Mi sembra però che le considerazioni di Prandato rivelino un doppio fondo. L'autore si porta dietro un "nome d'arte" impegnativo e affascinante, tutt'altro che neutro o lineare. Dietro L'Amico americano che su Bloom offre traduzioni e incroci tra Italia e Stati Uniti si nascondono Wim Wenders e Patricia Highsmith. Insomma, in realtà Prandato è Ripley, un personaggio cinico e complicato, ben poco "simple" e innocente, perfettamente consapevole dei giochi di potere e degli inganni che si nascondono dietro gli slogan. In fondo è un europeo in incognito o un americano visto da lontano, come gli investigatori in impermeabile di Wenders e Polanski, e da questo travestimento deriva tutta una serie di effetti deformanti che intervengono a complicare il gioco dei riferimenti incrociati. Qualcosa del genere capita, per esempio, nella bella ricerca svolta da Gideon Kunda all'interno di un'importante azienda americana che opera nel campo dell'alta tecnologia. Il suo libro, Engineering Culture, mostra quanto sia difficile muoversi attraverso gli schermi e i veli della cultura. Non tanto per chi ci sta dentro, piuttosto per chi osserva da una posizione esterna ma non neutrale. L'israeliano Kunda che svela il proprio background esistenziale e mette in gioco le tensioni che gli vengono dall'essere cittadino di uno stato "artificiale", mostra tutte le difficoltà che caratterizzano un confronto tra modelli culturali differenti. In modo simile L'Amico americano, con il suo elogio del "Keep It Simple", ci propone un pragmatismo complicato ed ironico, tutto europeo: la sua è una semplicità solo apparente, all'insegna di un cinismo eccessivo, da film western. Non alla Sam Peckinpah (troppo lirico e romantico, difficile credergli fino in fondo), ma vicino agli spaghetti di Sergio Leone (che ha saputo deformare l'epica con il grottesco per inventare i suoi capolavori). Un atteggiamento efficace proprio perché si fa carico di tutte le deformazioni prospettiche che derivano dalla distanza che ci separa dall'America e dai suoi miti (cinematografici, culturali e aziendali).
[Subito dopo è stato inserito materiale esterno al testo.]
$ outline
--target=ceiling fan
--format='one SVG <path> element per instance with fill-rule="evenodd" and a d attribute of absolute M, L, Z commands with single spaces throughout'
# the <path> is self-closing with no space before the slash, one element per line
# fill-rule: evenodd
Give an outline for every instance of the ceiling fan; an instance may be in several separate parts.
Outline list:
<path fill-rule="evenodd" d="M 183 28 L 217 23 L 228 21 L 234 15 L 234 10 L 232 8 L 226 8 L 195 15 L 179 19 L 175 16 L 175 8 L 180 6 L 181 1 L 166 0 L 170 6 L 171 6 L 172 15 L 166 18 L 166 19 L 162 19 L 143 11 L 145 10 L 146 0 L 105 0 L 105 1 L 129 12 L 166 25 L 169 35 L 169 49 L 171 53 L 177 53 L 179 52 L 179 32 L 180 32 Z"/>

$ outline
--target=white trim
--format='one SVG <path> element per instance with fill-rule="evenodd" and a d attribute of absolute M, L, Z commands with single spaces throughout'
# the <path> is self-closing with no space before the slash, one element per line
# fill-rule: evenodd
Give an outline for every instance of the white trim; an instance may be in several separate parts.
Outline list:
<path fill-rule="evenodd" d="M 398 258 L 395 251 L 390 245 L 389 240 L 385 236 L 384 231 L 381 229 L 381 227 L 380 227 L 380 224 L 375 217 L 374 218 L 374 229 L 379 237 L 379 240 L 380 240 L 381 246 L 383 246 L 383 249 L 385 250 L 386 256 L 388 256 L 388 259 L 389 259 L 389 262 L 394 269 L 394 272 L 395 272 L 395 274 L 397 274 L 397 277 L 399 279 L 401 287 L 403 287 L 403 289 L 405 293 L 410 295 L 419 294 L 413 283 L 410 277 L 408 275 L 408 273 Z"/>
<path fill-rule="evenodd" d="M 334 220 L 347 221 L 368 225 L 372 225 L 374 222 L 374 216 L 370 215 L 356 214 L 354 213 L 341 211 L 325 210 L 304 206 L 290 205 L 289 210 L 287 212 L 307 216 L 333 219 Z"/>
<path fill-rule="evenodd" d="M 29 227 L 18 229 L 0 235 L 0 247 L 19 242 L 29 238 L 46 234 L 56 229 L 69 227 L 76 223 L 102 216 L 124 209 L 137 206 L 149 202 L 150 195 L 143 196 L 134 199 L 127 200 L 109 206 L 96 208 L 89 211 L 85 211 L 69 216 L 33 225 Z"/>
Quindi, all'insegna di Sergio Leone, direi "Spaghetti Simple", o meglio ancora "Keep It Spaghetti Simple" (che non vuol dire niente, ma in questo modo ricompongo l'acronimo che circola per la rete e che Prandato ha amputato della S finale: KISS, ovvero Keep It Simple Stupid). Vorremmo essere semplici e pragmatici, ma siamo i primi a non crederci del tutto. Per prendere le cose dal verso giusto occorre prima rovesciarle e confonderle un po'.


Nota cine-bibliografica
Süss l'ebreo è un famigerato film antisemita girato da Veit Harlan nel 1940. Leni Riefenstahl è la regista che mise il suo straordinario talento visivo a disposizione della propaganda nazista in film come Il trionfo della volontà e Olympia. Mickey Mouse, tra parentesi, era molto apprezzato dai gerarchi nazisti, che vedevano in Walt Disney uno straordinario talento manipolatorio…

L'Amico americano è un film di Wim Wenders del 1977, tratto da un romanzo di Patricia Highsmith, la creatrice di Tom Ripley, cinico e geniale assassino. Gli investigatori in impermeabile sono quelli di Hammett, film di Wenders del 1983 e di Chinatown, diretto da Roman Polanski nel 1974.

Le Norton Lectures di Italo Calvino sono le famose e purtroppo incompiute Lezioni Americane, Garzanti, Milano 1988. Su Bloom ne esiste una di incerta attribuzione, probabilmente apocrifa: cfr. F. Varanini, Flexibility: la sesta lezione americana di Italo Calvino.

Sulla formazione negli Stati Uniti si vedano le ricerche di Marianella Sclavi contenute nel suo A una spanna da terra, Feltrinelli, Milano 1989 e riprese brevemente in Arte di ascoltare e mondi possibili, Le Vespe, Milano 2000. Per quanto riguarda la scuola di Chicago e il suo monopolio politico-culturale si veda il libro di Marco d'Eramo Il Maiale e il grattacielo, Feltrinelli, Milano 1995.

Il libro di Gideon Kunda è stato pubblicato dalle Edizioni di Comunità nel 2000 con il titolo L'ingegneria della cultura.